Given $n$ is a positive odd integer what is the fastest way to compute $\left(\frac{n-1}{2}\right)!\pmod{n}$ ?
I've observed that:
$2 \cdot \left(\frac{n-1}{2}\right) \equiv -1 \pmod{n}$
$3 \cdot \left(\frac{n-1}{2} - 1\right) \equiv \frac{3n-9}{2} \pmod{n}$
$4 \cdot \left(\frac{n-1}{2} - 2\right) \equiv -10 \pmod{n}$
And therefore:
$2 \cdot 3 \cdot 4 \cdot \left(\frac{n-1}{2}\right) \cdot \left(\frac{n-1}{2} - 1\right) \cdot \left(\frac{n-1}{2} - 2\right) \equiv (-1) \cdot \left(\frac{3n-9}{2}\right) \cdot (-10) \equiv -45 \pmod{n}$
So this reduces the number of multiplications needed by $5$ and it can be reduced even more if we continue multiplying the numbers like that. But I don't know how to get a formula from it. Is it possible at all?
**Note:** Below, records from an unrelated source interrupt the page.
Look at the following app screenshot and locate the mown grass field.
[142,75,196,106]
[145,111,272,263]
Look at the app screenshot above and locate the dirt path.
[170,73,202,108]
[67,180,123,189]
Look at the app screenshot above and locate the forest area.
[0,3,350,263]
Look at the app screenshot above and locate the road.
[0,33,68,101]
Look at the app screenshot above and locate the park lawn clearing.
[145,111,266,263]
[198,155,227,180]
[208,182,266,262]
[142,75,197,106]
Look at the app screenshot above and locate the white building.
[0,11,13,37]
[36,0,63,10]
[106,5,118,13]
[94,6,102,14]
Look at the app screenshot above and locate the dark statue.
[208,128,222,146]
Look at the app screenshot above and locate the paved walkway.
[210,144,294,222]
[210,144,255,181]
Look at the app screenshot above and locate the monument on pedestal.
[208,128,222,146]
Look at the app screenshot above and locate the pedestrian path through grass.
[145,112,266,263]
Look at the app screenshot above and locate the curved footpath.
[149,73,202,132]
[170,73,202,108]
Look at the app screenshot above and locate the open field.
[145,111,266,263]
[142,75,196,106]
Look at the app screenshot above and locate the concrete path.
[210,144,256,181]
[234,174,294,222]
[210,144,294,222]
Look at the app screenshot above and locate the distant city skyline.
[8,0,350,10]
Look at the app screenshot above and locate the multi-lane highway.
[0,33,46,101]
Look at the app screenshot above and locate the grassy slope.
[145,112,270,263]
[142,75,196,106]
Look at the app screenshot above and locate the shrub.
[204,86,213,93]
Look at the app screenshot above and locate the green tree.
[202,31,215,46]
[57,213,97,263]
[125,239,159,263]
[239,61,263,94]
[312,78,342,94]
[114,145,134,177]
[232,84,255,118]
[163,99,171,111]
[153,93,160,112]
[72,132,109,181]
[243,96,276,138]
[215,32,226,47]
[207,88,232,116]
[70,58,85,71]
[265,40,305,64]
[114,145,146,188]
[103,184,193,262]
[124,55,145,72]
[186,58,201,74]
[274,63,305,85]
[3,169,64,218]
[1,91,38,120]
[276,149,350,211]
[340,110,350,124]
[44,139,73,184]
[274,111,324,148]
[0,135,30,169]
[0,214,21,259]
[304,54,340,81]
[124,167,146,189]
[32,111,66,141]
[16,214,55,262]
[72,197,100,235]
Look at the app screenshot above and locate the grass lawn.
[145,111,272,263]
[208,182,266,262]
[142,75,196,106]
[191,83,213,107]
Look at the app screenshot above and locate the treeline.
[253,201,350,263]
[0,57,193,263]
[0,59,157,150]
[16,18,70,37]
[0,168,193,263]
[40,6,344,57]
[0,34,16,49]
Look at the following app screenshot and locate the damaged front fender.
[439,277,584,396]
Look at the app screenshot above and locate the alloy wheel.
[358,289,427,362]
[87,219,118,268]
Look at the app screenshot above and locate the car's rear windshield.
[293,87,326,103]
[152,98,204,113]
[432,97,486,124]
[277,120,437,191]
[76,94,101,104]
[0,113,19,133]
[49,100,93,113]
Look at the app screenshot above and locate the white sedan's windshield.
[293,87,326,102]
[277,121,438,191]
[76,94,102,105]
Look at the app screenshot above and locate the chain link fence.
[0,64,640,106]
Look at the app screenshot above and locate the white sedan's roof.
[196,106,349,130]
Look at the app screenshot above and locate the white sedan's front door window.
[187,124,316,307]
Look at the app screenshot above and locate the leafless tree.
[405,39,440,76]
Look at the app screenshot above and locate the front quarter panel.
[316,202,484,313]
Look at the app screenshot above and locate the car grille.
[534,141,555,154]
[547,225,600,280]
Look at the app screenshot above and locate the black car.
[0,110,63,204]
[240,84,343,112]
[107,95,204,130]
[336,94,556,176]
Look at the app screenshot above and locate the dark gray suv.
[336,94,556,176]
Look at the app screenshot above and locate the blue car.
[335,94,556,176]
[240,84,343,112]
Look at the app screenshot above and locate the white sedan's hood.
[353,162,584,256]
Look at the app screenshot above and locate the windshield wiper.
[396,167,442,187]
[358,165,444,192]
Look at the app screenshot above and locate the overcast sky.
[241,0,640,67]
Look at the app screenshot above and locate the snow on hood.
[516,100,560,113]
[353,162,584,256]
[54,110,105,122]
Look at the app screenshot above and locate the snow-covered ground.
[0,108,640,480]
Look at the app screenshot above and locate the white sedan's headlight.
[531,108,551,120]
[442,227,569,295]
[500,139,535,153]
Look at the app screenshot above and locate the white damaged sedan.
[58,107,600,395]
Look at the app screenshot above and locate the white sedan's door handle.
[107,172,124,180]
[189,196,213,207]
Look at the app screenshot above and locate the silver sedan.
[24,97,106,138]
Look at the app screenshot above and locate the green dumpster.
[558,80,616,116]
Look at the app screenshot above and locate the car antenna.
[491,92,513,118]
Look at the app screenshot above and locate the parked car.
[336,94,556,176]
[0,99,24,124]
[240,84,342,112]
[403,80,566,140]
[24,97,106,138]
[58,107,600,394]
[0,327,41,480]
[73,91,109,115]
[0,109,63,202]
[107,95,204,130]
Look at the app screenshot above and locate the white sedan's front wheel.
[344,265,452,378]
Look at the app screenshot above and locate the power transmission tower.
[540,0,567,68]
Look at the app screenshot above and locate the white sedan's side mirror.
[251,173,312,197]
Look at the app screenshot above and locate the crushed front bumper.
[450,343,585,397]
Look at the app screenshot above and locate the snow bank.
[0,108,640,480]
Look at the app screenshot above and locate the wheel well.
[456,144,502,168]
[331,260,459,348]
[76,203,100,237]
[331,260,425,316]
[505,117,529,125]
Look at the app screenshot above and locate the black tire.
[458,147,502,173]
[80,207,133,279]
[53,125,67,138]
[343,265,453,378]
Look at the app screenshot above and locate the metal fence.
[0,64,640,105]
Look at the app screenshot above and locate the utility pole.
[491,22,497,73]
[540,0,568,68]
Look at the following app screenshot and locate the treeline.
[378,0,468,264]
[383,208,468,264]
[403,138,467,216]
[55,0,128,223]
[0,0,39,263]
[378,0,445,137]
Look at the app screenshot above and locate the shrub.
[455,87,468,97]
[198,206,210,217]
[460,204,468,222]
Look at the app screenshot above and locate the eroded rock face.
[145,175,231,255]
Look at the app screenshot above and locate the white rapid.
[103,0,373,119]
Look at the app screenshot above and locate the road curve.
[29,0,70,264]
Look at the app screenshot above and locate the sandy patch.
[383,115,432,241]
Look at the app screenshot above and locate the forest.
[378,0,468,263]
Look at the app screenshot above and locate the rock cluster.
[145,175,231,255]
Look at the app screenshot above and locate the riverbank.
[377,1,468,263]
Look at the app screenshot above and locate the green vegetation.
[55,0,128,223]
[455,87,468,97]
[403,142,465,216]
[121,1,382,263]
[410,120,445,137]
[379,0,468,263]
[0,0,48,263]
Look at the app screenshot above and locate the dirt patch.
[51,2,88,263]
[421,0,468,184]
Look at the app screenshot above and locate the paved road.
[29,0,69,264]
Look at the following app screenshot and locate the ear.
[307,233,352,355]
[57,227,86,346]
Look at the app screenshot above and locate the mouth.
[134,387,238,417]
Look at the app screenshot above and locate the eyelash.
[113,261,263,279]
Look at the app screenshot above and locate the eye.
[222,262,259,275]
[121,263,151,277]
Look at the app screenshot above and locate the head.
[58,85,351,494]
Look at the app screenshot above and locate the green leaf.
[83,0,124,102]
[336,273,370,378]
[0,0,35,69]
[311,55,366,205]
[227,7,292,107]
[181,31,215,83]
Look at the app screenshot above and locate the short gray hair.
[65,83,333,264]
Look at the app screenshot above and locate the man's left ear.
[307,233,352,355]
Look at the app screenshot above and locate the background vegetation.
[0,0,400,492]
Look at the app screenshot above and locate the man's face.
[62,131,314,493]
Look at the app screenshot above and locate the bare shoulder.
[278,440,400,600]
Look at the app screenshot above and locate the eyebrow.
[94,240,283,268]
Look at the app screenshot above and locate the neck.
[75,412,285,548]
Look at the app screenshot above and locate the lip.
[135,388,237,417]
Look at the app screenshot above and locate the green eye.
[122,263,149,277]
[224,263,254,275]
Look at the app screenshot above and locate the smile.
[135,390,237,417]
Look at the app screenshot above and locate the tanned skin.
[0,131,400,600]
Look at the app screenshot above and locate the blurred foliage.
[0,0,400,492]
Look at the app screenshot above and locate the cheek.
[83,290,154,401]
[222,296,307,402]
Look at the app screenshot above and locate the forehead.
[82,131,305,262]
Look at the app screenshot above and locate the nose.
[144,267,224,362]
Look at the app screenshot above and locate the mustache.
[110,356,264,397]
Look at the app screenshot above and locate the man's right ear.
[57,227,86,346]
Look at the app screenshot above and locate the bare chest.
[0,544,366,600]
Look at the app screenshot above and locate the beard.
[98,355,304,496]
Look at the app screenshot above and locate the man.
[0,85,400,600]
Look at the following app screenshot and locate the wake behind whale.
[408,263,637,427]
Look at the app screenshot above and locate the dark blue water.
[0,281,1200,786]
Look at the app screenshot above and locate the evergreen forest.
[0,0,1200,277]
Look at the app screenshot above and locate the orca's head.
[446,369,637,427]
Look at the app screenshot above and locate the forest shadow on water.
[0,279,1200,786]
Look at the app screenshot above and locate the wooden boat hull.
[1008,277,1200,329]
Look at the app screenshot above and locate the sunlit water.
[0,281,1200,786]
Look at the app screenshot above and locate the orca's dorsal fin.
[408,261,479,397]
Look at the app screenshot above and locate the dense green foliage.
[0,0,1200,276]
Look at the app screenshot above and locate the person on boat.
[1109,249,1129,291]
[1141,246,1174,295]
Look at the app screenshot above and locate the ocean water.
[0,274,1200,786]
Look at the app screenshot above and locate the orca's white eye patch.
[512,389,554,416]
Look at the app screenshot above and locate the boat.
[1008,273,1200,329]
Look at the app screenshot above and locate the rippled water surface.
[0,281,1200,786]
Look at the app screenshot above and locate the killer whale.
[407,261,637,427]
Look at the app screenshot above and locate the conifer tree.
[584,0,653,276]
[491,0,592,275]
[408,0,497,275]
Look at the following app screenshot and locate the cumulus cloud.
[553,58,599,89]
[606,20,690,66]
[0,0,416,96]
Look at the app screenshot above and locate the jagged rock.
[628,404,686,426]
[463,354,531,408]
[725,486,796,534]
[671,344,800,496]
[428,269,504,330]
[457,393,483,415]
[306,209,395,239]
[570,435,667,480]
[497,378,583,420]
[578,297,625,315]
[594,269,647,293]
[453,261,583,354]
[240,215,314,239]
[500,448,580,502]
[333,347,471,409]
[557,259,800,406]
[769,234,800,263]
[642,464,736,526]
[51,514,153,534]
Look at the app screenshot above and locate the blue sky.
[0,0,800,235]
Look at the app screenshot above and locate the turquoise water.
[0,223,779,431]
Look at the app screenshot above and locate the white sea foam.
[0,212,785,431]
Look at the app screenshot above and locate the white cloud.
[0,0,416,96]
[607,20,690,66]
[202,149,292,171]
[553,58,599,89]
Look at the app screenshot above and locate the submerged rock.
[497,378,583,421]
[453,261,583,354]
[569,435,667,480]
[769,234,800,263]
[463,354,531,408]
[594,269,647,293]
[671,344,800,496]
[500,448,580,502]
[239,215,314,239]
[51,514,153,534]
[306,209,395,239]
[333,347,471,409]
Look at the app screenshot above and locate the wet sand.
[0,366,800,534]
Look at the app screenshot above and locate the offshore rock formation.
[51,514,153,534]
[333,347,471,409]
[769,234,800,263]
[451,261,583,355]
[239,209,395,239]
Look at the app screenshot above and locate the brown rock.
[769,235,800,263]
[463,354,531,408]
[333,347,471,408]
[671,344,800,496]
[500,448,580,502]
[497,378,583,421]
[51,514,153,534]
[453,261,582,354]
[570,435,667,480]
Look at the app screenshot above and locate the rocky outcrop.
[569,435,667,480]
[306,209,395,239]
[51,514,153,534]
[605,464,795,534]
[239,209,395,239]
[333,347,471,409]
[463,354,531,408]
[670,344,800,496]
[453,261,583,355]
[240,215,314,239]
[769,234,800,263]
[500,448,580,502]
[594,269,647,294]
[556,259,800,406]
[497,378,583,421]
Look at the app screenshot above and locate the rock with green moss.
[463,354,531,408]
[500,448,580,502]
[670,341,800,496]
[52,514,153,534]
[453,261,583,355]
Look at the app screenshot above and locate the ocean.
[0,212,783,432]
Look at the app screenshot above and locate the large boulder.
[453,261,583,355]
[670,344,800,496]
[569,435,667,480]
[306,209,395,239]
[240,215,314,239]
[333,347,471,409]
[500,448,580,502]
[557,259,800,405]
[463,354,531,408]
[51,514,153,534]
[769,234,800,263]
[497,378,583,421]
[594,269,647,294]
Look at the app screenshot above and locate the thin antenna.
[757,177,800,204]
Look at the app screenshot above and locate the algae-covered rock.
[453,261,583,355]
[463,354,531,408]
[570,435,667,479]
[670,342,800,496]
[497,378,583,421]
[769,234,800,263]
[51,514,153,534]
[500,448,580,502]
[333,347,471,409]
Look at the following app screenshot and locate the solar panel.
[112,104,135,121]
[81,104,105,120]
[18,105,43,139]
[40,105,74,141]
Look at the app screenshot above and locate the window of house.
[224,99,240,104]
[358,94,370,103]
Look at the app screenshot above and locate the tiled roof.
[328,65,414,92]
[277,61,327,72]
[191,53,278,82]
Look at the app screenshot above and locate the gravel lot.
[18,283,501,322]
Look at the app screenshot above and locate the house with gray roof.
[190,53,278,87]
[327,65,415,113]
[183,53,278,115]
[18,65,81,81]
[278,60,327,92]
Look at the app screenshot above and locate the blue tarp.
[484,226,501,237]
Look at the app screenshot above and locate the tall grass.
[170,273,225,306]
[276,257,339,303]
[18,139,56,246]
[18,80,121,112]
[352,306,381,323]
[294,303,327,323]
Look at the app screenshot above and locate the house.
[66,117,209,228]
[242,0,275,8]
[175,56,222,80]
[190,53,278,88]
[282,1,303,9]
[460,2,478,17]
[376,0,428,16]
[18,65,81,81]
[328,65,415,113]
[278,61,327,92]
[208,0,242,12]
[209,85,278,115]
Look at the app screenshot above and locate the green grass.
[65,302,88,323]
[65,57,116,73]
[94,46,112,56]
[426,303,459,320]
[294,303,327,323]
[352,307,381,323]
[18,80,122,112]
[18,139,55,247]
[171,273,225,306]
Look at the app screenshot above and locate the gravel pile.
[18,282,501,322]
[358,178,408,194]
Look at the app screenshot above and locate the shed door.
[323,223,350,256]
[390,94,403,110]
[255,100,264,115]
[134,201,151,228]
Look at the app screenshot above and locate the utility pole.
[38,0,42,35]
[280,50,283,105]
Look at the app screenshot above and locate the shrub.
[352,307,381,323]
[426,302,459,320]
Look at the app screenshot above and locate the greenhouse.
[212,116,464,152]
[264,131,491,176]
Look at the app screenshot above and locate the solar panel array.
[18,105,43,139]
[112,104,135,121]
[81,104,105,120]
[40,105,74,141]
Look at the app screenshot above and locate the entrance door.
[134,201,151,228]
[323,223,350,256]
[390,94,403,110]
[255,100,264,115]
Assume $n$ is odd, composite, and not the square of a prime. Then $n=dD$ with $1<d<D<n/2$. $d$ and $D$ are both represented in the product $\left ( \frac{n-1}{2} \right )!$. So the result is zero.
Assume now $n$ is the the square of a prime $p$, then you need $2p \leq \frac{p^2-1}{2}$ to draw the same conclusion, by ensuring that $p$ and $2p$ are both represented in the product $\left ( \frac{n-1}{2} \right )!$. For positive integer $p$ this is equivalent to $p^2-4p>0$ so $p>4$. So the result is zero for squares of all odd primes except $3$.
Overall this tells us that the result is zero if $n$ is any odd composite except $9$.
It's easy enough to calculate that $4! \equiv -3 \pmod 9$, so that case can be handled by direct calculation. For prime $n$ I don't know a fast way to do it (i.e. faster than $O(n)$). In fact I am skeptical that there is a way to do this much faster than $O(n)$ (e.g. polynomial in $\log(n)$), because if there were then this would be a good primality test.